Weekly Seminar Series: Stephenson Strobel
Feb 26, 2025
11:30AM to 12:30PM

Date/Time
Date(s) - 26/02/2025
11:30 am - 12:30 pm
Stephenson Strobel, Adjunct clinical professor at McMaster, will present to our economics graduate students and faculty on Wednesday, February 26, in KTH 334!
Stephenson is a health economist and physician. He graduated from McMaster in 2010 for his Honours BA in Economics, going on to do his Ma at Queen’s and PhD at Cornell. Currently he practices as an ER Physician in Niagara, in addition to his economics work. His research interests include health economics, organizational economics of healthcare, physician behaviour and historical policy experiments in healthcare. He will be presenting, “Making Complex Information Simple. How do triage scores affect physician behaviour in the emergency department?“
Abstract
Doctors operate in high stakes environments where they need to make decisions quickly. This necessitates rapid collection and synthesis of information. Triage is one such mechanism that allows for speedy decisions. However, triage represents a simplification of information that could obscure important details of a patients case. Does triage information change how providers allocate resources for patients?

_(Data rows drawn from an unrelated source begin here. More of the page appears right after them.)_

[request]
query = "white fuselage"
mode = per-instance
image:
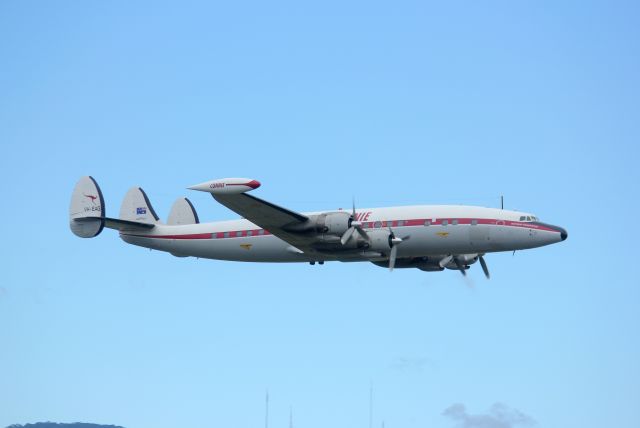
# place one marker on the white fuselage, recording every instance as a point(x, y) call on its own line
point(433, 230)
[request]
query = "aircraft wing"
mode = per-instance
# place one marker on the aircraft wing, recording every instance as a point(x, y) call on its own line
point(279, 221)
point(276, 219)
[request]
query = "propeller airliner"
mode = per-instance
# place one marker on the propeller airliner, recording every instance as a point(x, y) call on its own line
point(426, 237)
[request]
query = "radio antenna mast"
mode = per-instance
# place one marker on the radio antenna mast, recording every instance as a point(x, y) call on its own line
point(266, 411)
point(371, 405)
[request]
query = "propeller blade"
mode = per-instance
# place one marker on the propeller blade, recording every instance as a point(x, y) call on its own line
point(347, 235)
point(392, 258)
point(459, 266)
point(485, 269)
point(445, 261)
point(362, 232)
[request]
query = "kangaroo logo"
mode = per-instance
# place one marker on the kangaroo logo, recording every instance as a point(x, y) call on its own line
point(92, 197)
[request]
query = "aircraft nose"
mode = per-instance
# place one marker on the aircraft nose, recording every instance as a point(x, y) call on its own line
point(563, 233)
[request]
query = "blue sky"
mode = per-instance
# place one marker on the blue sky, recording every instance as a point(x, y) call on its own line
point(396, 104)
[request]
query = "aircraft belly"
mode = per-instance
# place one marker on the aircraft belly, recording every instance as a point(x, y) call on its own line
point(253, 249)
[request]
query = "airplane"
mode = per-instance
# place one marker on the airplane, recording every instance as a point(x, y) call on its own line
point(426, 237)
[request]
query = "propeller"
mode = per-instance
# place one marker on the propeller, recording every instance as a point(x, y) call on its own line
point(459, 266)
point(354, 226)
point(393, 243)
point(485, 269)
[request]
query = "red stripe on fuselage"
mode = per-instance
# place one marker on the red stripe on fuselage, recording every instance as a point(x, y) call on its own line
point(367, 225)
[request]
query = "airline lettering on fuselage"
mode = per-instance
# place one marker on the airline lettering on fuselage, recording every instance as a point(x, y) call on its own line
point(363, 216)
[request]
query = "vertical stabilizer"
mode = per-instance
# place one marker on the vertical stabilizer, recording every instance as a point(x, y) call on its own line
point(136, 207)
point(86, 210)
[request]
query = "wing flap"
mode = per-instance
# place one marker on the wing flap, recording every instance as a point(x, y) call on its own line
point(116, 223)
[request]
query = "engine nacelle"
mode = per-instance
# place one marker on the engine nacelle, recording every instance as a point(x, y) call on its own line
point(379, 240)
point(334, 223)
point(464, 259)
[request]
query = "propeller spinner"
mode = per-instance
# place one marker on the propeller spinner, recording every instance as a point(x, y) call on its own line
point(354, 226)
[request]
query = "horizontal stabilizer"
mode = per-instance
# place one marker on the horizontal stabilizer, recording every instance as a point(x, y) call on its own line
point(115, 223)
point(137, 208)
point(183, 212)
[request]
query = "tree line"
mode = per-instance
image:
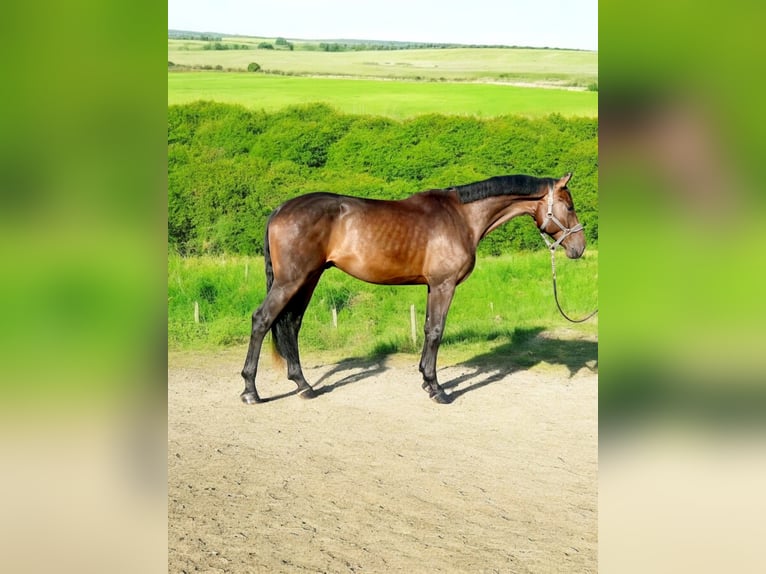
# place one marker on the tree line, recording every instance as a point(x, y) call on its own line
point(229, 167)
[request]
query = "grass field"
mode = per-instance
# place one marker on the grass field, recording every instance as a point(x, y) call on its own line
point(560, 68)
point(504, 298)
point(396, 99)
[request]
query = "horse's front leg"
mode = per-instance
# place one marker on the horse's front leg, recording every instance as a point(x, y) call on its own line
point(439, 300)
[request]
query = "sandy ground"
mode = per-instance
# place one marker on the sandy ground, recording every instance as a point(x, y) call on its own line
point(372, 476)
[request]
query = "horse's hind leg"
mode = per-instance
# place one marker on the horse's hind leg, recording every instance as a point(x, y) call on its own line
point(285, 331)
point(439, 300)
point(263, 318)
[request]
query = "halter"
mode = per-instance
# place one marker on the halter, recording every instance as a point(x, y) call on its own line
point(552, 246)
point(550, 217)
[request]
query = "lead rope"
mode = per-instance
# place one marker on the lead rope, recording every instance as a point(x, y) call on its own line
point(556, 295)
point(552, 248)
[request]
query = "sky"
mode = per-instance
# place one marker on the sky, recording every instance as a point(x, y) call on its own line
point(537, 23)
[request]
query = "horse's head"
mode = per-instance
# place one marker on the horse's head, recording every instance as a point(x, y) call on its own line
point(555, 216)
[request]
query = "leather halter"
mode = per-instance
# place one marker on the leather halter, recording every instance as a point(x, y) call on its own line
point(550, 217)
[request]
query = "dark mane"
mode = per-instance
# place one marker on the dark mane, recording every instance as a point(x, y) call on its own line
point(501, 185)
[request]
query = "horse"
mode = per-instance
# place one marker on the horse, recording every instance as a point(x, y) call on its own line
point(429, 238)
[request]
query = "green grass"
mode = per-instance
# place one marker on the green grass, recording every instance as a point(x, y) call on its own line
point(547, 67)
point(506, 300)
point(396, 99)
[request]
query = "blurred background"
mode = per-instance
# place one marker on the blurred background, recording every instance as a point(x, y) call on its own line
point(83, 292)
point(682, 399)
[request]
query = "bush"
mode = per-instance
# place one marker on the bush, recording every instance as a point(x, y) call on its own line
point(229, 167)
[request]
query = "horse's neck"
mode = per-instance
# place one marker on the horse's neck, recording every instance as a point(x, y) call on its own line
point(486, 215)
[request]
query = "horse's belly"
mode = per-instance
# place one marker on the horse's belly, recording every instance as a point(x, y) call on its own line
point(381, 270)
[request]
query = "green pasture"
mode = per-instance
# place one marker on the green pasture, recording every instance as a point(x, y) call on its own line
point(395, 99)
point(506, 301)
point(540, 67)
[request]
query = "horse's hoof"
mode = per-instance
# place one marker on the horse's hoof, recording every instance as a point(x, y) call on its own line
point(250, 398)
point(441, 397)
point(307, 393)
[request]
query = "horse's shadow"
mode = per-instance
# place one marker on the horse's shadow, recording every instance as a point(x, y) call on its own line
point(527, 347)
point(361, 367)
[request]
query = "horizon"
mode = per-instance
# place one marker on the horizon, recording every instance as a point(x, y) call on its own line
point(373, 40)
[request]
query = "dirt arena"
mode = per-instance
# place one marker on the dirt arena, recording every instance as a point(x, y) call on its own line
point(372, 476)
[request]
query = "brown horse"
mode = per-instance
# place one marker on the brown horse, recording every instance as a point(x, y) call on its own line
point(429, 238)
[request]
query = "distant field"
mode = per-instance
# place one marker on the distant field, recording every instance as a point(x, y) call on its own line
point(396, 99)
point(562, 68)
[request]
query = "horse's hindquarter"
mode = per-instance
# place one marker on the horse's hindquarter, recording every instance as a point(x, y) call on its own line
point(412, 241)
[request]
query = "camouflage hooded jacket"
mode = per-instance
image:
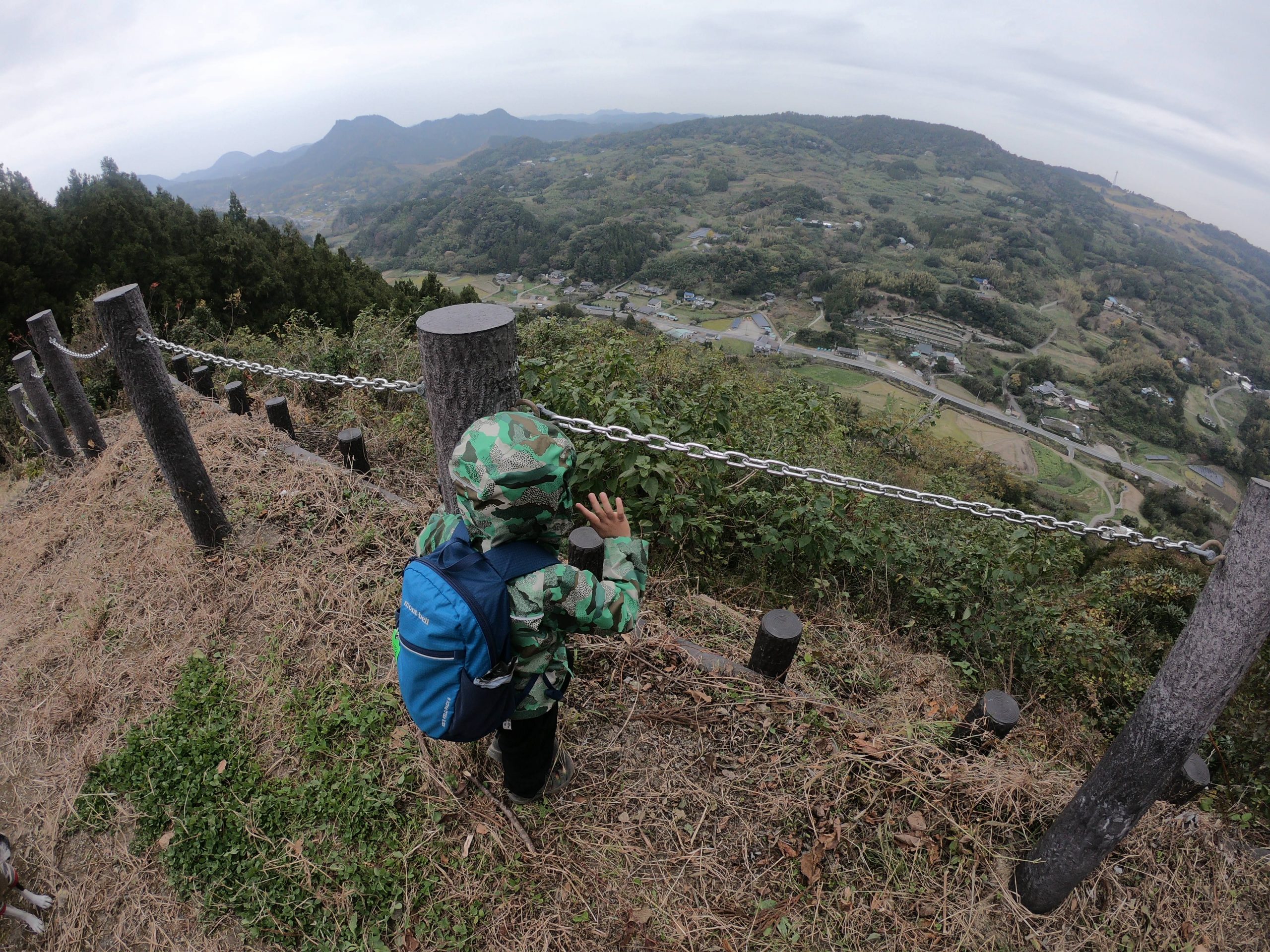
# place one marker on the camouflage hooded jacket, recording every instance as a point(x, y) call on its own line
point(511, 474)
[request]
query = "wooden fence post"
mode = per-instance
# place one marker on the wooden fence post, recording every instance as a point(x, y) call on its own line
point(994, 716)
point(352, 447)
point(1205, 668)
point(469, 371)
point(280, 416)
point(776, 644)
point(42, 405)
point(70, 391)
point(201, 377)
point(123, 314)
point(28, 423)
point(587, 550)
point(238, 399)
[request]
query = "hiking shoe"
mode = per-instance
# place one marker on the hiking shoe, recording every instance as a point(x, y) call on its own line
point(558, 780)
point(495, 752)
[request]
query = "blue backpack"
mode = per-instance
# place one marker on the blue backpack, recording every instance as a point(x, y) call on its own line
point(454, 636)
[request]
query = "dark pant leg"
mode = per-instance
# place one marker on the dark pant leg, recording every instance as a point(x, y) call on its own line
point(527, 751)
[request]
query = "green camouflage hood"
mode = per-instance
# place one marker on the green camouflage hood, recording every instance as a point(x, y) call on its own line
point(511, 473)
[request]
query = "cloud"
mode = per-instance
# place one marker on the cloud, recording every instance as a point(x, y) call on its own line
point(1166, 93)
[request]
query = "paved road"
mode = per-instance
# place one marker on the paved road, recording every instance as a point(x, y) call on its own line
point(913, 381)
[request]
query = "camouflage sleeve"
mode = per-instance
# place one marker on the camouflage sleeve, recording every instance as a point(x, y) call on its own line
point(437, 532)
point(574, 599)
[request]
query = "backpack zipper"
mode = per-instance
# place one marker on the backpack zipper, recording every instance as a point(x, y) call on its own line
point(429, 653)
point(482, 620)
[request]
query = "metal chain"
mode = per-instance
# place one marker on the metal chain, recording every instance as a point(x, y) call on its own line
point(338, 380)
point(78, 356)
point(778, 468)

I examine a set of EDs that employ a five-point triage system. A patient’s score is based on arbitrary cut-offs of vital signs, which creates a regression discontinuity that quasi-randomly assigns a triage score. A worse triage score causes physicians to increase the time they treat patients by 25% from baseline, and the amount that they order imaging tests by 10%. Physicians increase the probability of specialist consultation and admission to hospital. These increased resources do not impact patient return to ED rates, suggesting no consequent improved patient health.